Read the first part of this story. Talk about a perfect storm. A project of this scope can take 4-6 months to plan – foundation and chimney repair, HVAC, windows, siding, electrical, insulation, interior finishes… the list is endless. And we had to get the work moving quickly so the homeowners could get out of the hotel. Oh, and it was smack in the middle of the winter holiday season.
Once the roof was put back together and shingled, we fired several rounds at once. Our mason tore down and rebuilt the chimney, which will actually function better and draw more air than the prior construction.
The foundation at the rear of the house sustained some cracking from the tree, so we followed a structural engineer’s report and provided additional concrete and steel reinforcement. Also in the basement we installed a new perimeter drain system, as the basement historically got water as a result of heavy rains (in the photo you can actually see the water gathering as we began to dig the perimeter drains).

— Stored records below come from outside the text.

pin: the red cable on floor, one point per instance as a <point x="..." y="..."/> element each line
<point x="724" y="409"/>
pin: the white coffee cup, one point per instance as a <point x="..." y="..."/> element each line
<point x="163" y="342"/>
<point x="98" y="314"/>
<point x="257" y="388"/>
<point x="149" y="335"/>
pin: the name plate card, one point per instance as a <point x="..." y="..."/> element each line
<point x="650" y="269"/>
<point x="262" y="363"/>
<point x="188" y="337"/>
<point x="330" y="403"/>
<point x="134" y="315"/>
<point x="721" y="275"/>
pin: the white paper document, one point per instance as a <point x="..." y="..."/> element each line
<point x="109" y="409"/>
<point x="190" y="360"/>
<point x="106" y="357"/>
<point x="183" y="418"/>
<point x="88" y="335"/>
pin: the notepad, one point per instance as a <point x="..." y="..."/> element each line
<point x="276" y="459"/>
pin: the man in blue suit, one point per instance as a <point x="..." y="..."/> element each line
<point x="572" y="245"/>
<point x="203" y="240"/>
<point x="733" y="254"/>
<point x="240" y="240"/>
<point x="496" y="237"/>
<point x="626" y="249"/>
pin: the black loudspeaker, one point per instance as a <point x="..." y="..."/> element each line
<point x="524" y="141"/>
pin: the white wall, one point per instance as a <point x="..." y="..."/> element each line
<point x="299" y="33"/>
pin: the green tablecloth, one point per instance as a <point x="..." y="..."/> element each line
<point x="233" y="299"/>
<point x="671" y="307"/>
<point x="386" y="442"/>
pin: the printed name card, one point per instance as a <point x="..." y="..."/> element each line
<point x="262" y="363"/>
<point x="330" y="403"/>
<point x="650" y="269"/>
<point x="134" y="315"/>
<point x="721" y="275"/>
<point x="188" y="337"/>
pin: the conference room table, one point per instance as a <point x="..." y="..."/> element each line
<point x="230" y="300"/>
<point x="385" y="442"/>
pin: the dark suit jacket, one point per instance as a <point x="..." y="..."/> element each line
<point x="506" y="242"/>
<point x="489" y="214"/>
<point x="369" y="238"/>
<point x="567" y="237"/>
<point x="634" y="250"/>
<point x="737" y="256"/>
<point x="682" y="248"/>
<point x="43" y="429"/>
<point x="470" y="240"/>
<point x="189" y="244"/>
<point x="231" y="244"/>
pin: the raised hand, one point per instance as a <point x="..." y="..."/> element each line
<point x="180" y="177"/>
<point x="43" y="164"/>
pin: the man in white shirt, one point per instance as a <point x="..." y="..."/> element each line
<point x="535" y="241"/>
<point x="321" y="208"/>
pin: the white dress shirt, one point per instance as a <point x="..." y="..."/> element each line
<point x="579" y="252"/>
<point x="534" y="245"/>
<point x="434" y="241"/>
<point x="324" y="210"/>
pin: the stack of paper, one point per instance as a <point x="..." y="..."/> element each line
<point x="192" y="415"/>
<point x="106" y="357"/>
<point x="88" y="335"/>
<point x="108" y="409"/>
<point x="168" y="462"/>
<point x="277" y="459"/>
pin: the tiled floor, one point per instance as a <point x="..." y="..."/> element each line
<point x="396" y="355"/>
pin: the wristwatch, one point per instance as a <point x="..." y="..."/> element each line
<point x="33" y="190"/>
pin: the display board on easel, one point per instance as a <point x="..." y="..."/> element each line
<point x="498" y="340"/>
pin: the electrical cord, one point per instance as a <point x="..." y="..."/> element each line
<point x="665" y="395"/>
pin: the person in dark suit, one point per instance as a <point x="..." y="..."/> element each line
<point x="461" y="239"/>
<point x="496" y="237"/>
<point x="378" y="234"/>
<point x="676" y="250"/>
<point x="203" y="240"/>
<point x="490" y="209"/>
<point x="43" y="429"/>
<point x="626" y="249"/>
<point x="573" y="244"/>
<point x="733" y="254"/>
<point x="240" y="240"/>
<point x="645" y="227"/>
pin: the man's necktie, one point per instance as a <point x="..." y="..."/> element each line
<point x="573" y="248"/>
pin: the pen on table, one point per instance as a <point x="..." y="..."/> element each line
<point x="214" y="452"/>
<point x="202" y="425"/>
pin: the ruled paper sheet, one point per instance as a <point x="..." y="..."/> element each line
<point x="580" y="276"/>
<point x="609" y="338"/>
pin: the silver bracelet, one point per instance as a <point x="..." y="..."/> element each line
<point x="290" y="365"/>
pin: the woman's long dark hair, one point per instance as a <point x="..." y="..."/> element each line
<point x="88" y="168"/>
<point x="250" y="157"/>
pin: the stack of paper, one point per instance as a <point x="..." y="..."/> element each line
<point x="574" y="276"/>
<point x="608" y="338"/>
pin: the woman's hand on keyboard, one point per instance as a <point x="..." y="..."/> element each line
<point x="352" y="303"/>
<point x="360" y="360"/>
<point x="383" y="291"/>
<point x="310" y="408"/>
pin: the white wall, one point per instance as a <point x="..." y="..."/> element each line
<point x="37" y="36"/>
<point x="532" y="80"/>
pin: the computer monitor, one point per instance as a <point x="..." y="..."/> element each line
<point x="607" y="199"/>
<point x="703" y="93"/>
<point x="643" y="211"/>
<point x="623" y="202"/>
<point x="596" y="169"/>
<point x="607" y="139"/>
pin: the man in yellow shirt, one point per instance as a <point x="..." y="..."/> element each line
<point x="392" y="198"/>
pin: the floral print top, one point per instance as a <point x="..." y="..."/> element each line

We replaced the existing air conditioning unit, which was nearing its life expectancy, with a 16 seer, 4-ton, two-stage heat pump. Combined with new spray foam insulation in the roof and floor cavities, as well as a new two-zone heating system for the two levels of the house, the heating and air conditioning system will make the house exponentially more efficient.
Another opportunity was opening up the main living area on the first floor. We removed the wall dividing the living and dining rooms, relocated the existing electrical and ductwork, and installed a steel support beam to hold the floor joists above. This element alone will change the entire dynamic of the first floor, providing significantly more space and light.
We recommended installing a vaulted ceiling in the master bedroom. We had the attic space, and the typical rectangular room needed a little flourish, if you will.